One day, a beggar came to Nyak Bagendit. The beggar was a very old woman. She looked so weak. She begged for some food to nyak Bagendit, but she was instead chimed. She told her servants to take the beggar away. The beggar wept. While she stepped leaving the house, she prayed inside her heart.
Soon after the beggar prayed, she heard a scream from Nyak bagendits house. An earthquake occurred, but it's only Nyak bagendits house. All the villagers also came to see what happened. Nyak Bagendit cried for help loudly. But, no one helped her. The villagers knew that god was punishing nyak Bagendit.
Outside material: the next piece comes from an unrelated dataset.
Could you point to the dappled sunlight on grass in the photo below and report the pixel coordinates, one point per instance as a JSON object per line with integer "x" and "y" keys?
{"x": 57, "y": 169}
The earthquake was so huge that Nyak Bagendits house was ruined down. All the jewelleries and things owned by Nyak Bagendit were also damaged and gone because of the earthquake. Then the ruined house was amazingly changed into a lake. The villagers named it Situ Bagendit.
Itulah cerita rakyat Situ Bagendit yang masih melegenda sampai sekarang. Meski bersifat fiktif, sebagian masyarakat ada yang mempercayai tentang kebenarannya. Walau terdapat dua pendapat, kisah di atas menekankan unsur hiburan atau sekedar jadi bahan bacaan.